To explain these country’s divergent development, I point to earlier authoritarian strategies to consolidate support and maintain power. The initial stages of democratic opening provide an opportunity for authoritarian incumbents to attempt to shape the rules of the new multiparty system in their own interests, but their power to do so depends on the extent of local support built up over time. Where authoritarian incumbents are strong, they tightly control the democratic transition process, which paradoxically leads to higher party system institutionalization in the new democratic system.  Conversely, where authoritarian incumbents are weak, they lose control of the transition agenda and new players contribute in uncoordinated ways to press for greater reform and more open participation, which results in lower party system institutionalization in the democratic era.  The particular form of the party system that emerges from the democratic transition is sustained over time through isomorphic competitive pressures embodied in the new rules of the game, the forms of party organization, and the competitive strategies that shape party and voter behavior alike.

The book is an excellent resource for understanding the evolution of party systems on the Continent.

Implied in the book’s argument is the centrality of state capacity to well-ordered development and consolidation of democracy. As the case of Mali shows, if there was ever a precondition for democracy it is certainly a reasonable level of state capacity. In other words, there has to be empowerment before limitation, or else you get collapse.


2 thoughts on “Authoritarian Origins of Democratic Party Systems in Africa

  1. Why is democracy a preferred end? I mean, why democracy over monarchy or statelessness? To me, democracy is that system that blurs the class consciousness between the ruler and the ruled;

    Democracy means that the ruler is just a caretaker of collectively owned government. Like all forms of socialism, the incentive to exploit and not maintain long term capital value of a certain territory is drastically reduced, as the caretaker and his cronies seek to get as much as they can, while in power. Democracy is promotes shortsightedness.

    Compare that with a monarchy. The monarch de facto owns everything. It is his private property, and therefore the incentive to maintain value long term is higher than in a democracy. Should the king “over-exploit,” he knows he will lose his splendor, as the capital value of his kingdom will be reduced.Therefore, there is tendency toward farsightedness and controlled exploitation.

    These are just two points I want to lightly demonstrate. I have often read your posts, but nowhere you have justified democracy over another system; or why in a multiethnic Africa, it should be the preferred mode of political organization. To me, you seem to treat democracy as a given and a good thing.

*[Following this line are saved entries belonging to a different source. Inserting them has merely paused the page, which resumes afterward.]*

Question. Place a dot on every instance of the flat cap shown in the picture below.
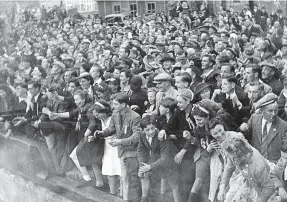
(115, 81)
(60, 64)
(186, 94)
(86, 41)
(162, 77)
(270, 63)
(267, 100)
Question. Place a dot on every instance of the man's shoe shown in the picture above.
(84, 183)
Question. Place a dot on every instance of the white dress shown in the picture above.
(111, 161)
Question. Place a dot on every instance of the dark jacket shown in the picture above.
(34, 112)
(175, 126)
(126, 125)
(277, 136)
(275, 84)
(159, 154)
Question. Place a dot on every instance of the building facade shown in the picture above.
(135, 8)
(83, 6)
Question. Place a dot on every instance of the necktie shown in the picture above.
(264, 144)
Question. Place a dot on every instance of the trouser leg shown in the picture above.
(130, 179)
(82, 169)
(187, 175)
(51, 143)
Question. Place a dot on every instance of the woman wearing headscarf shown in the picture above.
(202, 112)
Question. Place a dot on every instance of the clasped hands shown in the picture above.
(143, 169)
(113, 142)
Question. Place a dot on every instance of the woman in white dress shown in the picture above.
(111, 162)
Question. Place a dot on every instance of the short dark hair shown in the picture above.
(128, 73)
(232, 68)
(214, 122)
(36, 84)
(102, 106)
(22, 85)
(210, 58)
(169, 103)
(83, 94)
(147, 120)
(231, 79)
(255, 69)
(185, 77)
(122, 97)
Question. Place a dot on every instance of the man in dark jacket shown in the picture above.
(179, 129)
(268, 76)
(156, 158)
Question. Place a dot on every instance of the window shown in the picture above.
(151, 7)
(134, 9)
(117, 8)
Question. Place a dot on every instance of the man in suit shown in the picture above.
(269, 76)
(34, 111)
(156, 158)
(126, 124)
(179, 129)
(267, 129)
(278, 175)
(232, 98)
(251, 29)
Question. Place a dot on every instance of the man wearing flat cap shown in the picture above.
(163, 83)
(269, 132)
(268, 76)
(179, 128)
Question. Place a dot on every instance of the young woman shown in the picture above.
(258, 185)
(111, 162)
(202, 112)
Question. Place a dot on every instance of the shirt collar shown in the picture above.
(98, 81)
(36, 97)
(231, 95)
(22, 99)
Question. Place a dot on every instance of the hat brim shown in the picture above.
(159, 81)
(165, 59)
(201, 89)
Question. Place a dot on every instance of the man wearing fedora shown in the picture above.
(269, 132)
(269, 71)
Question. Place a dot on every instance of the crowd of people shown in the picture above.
(192, 100)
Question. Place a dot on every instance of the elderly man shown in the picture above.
(163, 83)
(268, 75)
(267, 129)
(126, 124)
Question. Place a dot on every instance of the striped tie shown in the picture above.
(264, 144)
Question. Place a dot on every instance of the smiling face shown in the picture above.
(218, 133)
(226, 86)
(270, 112)
(150, 130)
(79, 101)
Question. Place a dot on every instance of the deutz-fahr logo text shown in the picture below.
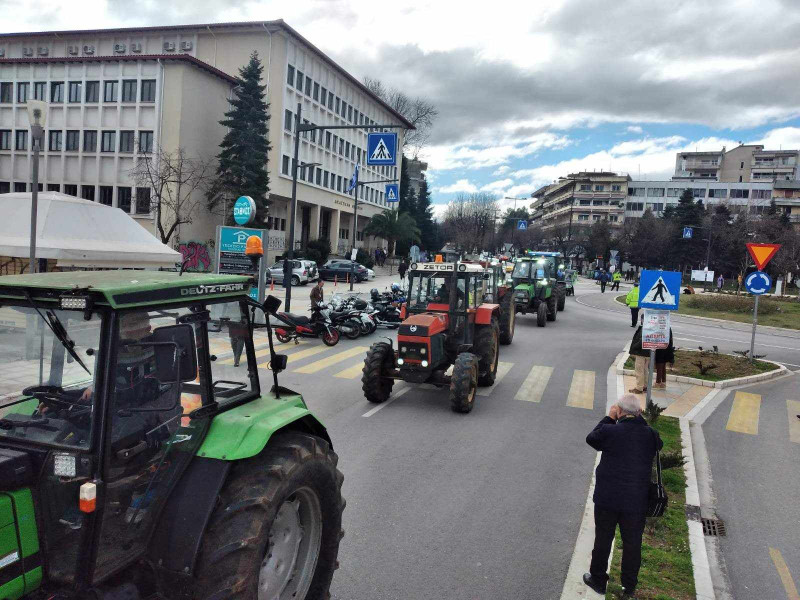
(217, 288)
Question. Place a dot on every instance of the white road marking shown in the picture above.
(394, 397)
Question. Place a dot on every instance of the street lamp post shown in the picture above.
(37, 116)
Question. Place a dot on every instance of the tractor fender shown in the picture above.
(485, 313)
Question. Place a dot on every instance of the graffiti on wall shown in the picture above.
(196, 256)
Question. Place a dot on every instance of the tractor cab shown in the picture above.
(125, 399)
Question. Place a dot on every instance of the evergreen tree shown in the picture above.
(242, 169)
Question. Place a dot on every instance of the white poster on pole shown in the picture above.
(655, 331)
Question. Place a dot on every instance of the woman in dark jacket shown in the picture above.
(667, 355)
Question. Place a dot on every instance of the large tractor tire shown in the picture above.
(487, 348)
(376, 386)
(541, 314)
(276, 529)
(508, 318)
(552, 307)
(464, 382)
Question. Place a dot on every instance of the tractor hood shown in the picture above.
(424, 325)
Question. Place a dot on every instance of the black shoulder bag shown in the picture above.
(657, 498)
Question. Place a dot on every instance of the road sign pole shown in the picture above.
(753, 337)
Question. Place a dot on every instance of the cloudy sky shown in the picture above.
(531, 90)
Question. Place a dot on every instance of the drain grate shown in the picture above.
(713, 527)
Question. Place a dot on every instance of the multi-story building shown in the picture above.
(116, 94)
(746, 162)
(581, 199)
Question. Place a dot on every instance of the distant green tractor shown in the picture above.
(140, 457)
(534, 289)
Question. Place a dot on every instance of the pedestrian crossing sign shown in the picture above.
(381, 148)
(660, 290)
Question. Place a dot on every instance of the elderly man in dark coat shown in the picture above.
(622, 483)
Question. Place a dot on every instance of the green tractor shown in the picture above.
(534, 289)
(140, 457)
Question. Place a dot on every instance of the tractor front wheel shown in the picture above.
(464, 382)
(376, 386)
(275, 532)
(541, 314)
(508, 318)
(487, 348)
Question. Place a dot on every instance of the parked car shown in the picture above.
(300, 272)
(341, 269)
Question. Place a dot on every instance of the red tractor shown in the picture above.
(447, 325)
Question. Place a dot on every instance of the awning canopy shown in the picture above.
(79, 233)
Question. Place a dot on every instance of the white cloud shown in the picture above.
(462, 185)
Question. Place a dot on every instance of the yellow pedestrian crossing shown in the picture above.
(533, 387)
(581, 390)
(793, 408)
(330, 360)
(502, 371)
(744, 413)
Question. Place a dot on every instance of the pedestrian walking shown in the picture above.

  2. Perhaps the corruption, brutality and political inefficiencies of monarchism are the possible reason? The reason why people treat democracies as a good thing is that a stable democracy is noted for having far less corruption, political violence and peaceful transfers of power.
    And for all your praise of monarchy, perhaps you should take a moment to think of exactly why most monarchies that survived into the 20th century were either overthrown or gave up power. It was because they didn’t display any of these incredible traits you ascribe to them.